In addressing weight loss in the elderly, it is important to individualize their plan based on risk factors. For example, if your loved one is having difficulty chewing or swallowing he or she may need a texture-modified diet or assistance with feeding to help with swallowing problems. Changing the dining environment may be enough to stimulate appetite. Some may prefer a quiet environment with no or few distractions. Others may thrive in a more social, group environment where they can converse with others. Incorporating nutritional supplementation such as fortified foods, high-calorie puddings and shakes are recommended. Consulting with a physician to incorporate an antidepressant that will act as an appetite stimulant may be beneficial.

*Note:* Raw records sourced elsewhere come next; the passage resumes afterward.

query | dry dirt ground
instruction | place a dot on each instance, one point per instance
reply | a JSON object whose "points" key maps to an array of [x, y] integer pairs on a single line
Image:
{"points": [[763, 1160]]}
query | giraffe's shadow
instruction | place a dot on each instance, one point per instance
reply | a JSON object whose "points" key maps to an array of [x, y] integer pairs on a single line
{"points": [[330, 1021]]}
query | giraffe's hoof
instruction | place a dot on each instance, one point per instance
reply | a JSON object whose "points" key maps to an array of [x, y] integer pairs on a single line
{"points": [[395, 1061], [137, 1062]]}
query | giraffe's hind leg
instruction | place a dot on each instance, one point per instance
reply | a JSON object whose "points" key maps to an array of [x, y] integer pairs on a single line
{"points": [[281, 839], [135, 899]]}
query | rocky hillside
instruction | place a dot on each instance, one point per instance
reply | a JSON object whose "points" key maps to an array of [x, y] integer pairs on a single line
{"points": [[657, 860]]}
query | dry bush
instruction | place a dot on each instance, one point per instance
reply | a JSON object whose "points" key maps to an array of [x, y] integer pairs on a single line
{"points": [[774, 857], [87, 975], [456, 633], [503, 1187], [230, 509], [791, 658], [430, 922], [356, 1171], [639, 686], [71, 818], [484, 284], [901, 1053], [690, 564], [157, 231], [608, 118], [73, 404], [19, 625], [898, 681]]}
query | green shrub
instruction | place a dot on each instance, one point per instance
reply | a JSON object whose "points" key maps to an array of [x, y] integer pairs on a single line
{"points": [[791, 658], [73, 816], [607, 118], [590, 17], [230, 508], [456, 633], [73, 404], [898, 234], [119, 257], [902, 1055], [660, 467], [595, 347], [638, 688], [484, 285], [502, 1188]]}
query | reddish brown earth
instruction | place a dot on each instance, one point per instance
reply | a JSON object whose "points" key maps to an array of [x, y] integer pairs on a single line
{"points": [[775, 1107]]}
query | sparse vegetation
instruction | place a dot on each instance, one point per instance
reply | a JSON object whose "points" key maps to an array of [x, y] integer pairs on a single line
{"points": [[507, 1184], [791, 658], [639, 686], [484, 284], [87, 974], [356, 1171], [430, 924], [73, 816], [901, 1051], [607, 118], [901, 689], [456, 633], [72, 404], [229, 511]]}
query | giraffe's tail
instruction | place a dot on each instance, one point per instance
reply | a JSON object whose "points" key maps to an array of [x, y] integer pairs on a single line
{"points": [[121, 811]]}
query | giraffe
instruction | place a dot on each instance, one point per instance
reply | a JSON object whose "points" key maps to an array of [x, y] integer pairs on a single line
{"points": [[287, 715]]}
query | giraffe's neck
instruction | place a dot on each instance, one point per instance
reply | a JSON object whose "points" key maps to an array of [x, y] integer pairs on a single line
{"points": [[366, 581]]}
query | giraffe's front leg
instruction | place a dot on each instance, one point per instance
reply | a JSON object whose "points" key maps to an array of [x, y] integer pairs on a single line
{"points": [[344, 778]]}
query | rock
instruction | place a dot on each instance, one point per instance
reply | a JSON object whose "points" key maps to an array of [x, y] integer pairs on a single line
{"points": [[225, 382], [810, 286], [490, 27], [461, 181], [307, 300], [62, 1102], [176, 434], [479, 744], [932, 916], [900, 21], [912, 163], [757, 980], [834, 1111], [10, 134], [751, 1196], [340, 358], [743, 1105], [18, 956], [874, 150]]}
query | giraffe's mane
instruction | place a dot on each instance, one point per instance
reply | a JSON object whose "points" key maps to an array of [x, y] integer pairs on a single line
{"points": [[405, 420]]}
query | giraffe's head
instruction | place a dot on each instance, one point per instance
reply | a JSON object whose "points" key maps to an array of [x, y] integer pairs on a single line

Individuals with normal intakes may suffer from unintentional weight loss, perhaps related to an underlying medical condition that is not yet diagnosed. Check with your loved ones physician for a comprehensive assessment to determine the cause.
What about someone that is obese? Is weigh loss acceptable for that person?
For individuals that have been obese all of their lives, sudden or unexpected weight loss may signal an underlying condition. A planned weight loss may be desired via dietary modifications, however an unexpected weight loss (although beneficial) may cause for some concern.
What is an appetite stimulant?
An appetite stimulant is a physician prescribed medication that results in an increased appetite, thus increase in meal consumption. Megace® and Periactin® are appetite stimulants ordered to help with weight loss. Some individuals with depression may benefit from Remeron®, which is an antidepressant that has dual effects. In a low dose, Remeron® will manage depression and stimulate appetite. Appetite stimulants will not improve the appetite unless taken as they are prescribed by the physician.
What happens if a person continues to lose weight, despite multiple attempts to deter weight loss?
When individuals refuse food or clinch their mouth shut, caregivers should never force them to eat. For some, refusing foods and fluids is a natural part of the end-of-life process, which caregivers must respect and accept. When older adults are unable to maintain their weight after attempts to deter weight loss, their loved ones may need to consider alternative means of feeding, such as a tube feeding. This is a very personal decision that the patient, family, and medical team must work together in order to meet the needs of the patient in the best possible way. Being familiar with your loved ones wishes and living will may guide your decision.